A Pandemia da COVID-19 vem escancarando faces críticas da longa duração da acumulação capitalista. Ao mesmo tempo, torna-se parte mesma do processo. A crise pandêmica, neste sentido, tem o potencial de representar um ponto “bifurcador” histórico. Até sua eclosão, as conjunturas econômica, social, política e ideológica do capitalismo globalizado já apresentavam graves indícios de que estava por se aproximar algum evento que seria o estopim para um ponto bifurcador.

As taxas de crescimento econômico mundiais, apesar de um breve período de curto fôlego entre 2015-2018, apresentaram média de 2,73% entre 2009-2018, patamar histórico muito inferior a outros períodos. Depois da crise financeira, a “financeirização” aliou-se, enquanto lógica de acumulação, às políticas de Estado norte-americana e europeia aproveitando-se da gigantesca injeção de liquidez e provocando um distanciamento cada vez maior entre o valor dos ativos financeiros e a economia real das empresas e Estados.
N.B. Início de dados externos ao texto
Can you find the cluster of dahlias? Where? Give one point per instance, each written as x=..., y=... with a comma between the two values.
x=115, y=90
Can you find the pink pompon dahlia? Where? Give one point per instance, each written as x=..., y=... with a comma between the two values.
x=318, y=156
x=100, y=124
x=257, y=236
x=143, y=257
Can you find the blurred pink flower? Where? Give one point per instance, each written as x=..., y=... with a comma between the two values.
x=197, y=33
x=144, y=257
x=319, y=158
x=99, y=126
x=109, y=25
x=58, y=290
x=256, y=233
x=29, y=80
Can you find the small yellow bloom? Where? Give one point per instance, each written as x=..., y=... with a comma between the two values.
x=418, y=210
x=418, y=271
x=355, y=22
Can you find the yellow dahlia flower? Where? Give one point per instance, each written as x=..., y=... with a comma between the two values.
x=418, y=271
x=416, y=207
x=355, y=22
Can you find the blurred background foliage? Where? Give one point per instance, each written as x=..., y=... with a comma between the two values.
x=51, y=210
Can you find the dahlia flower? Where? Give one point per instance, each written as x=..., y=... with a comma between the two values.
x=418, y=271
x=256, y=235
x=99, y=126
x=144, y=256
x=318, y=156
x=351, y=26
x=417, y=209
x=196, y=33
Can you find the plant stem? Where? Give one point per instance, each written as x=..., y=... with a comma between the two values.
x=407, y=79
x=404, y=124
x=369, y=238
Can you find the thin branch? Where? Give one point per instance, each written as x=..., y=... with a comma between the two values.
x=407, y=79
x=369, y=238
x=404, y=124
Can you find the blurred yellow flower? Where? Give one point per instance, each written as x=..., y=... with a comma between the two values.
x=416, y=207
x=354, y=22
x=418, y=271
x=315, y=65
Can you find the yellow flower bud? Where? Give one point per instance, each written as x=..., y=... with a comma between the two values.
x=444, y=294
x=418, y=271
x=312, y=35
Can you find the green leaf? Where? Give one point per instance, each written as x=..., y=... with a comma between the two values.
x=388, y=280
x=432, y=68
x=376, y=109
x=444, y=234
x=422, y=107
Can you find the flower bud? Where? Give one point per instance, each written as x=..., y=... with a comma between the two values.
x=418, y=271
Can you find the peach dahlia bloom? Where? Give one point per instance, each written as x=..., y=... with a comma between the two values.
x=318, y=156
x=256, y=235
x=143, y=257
Do ponto de vista social a conjuntura pré-pandêmica esteve marcada pelo aumento da frequência e intensidade de protestos sociais como a primavera árabe e os levantes populares na América Latina. Esteve marcada também pela crise migratória e de refugiados que tomou proporções globais. Do ponto de vista político, a nível internacional, a ascensão dos BRICS, incluindo aí também outros processos correlatos de articulação institucional, representa um novo contrapeso de articulação geoeconômica e geopolítica. Do ponto de vista ideológico, a ascensão do neofascismo, a polarização dos resultados eleitorais no mundo e a cada vez mais central necessidade de decolonialidade em níveis multifacetados da sociedade e do indivíduo, como gênero, raça, sexualidade e periferização, confrontam-se neste amplo quadro conjuntural de longa duração da crise capitalista.
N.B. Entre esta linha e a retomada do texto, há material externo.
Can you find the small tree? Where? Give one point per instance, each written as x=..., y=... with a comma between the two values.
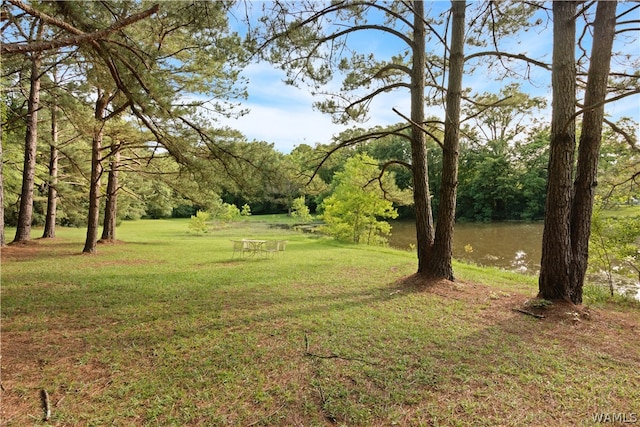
x=300, y=210
x=615, y=247
x=358, y=200
x=198, y=222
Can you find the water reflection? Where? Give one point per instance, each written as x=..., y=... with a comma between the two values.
x=512, y=246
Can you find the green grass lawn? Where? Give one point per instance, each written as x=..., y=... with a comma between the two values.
x=165, y=328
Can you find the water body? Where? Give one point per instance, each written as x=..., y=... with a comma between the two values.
x=509, y=245
x=514, y=246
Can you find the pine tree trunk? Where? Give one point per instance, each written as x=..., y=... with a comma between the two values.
x=440, y=263
x=111, y=205
x=3, y=240
x=52, y=195
x=589, y=148
x=25, y=215
x=91, y=242
x=421, y=194
x=554, y=277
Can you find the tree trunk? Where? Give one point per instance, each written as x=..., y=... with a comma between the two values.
x=440, y=262
x=91, y=242
x=25, y=216
x=3, y=241
x=589, y=148
x=111, y=205
x=421, y=194
x=553, y=283
x=52, y=195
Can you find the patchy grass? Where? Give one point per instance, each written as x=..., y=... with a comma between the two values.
x=165, y=328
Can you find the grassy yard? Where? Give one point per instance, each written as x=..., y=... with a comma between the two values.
x=165, y=328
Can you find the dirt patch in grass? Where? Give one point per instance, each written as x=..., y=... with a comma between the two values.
x=20, y=251
x=470, y=379
x=606, y=328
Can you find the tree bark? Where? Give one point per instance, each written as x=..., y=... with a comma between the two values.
x=25, y=216
x=440, y=264
x=111, y=205
x=589, y=147
x=52, y=194
x=553, y=283
x=91, y=242
x=421, y=194
x=3, y=241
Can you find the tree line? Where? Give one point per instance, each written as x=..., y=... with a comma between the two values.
x=111, y=78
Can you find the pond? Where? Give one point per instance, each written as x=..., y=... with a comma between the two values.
x=514, y=246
Neste sentido, como pensar a crise pandêmica? É realmente um ponto bifurcador? Como pensar a realidade destas diversas faces da crise capitalista tendo em vista sua sobreposição à crise pandêmica? Quais cenários são possíveis, quais estratégias, quais desafios? Enfim, como abocanhar o todo e qual seu significado de longa duração? Assim, convidamos à contribuição análises que possam mergulhar dentro destas diversas faces da crise pandêmica-capitalista. Serão também analisadas resenhas de livros escritos há no máximo cinco anos e que contribuam para o entendimento da crise capitalista e/ou dos impactos de pandemias na história das sociedades.

A coordenadora desta edição é Ísis Campos Camarinha – Doutora em Economia Política Internacional pela Universidade Federal do Rio de Janeiro (UFRJ).


O Boletim de Conjuntura do LEHC publica artigos e resenhas nas diferentes áreas da Ciência Política. Os trabalhos podem ser submetidos em português ou espanhol e, caso aceitos, serão publicados no idioma original.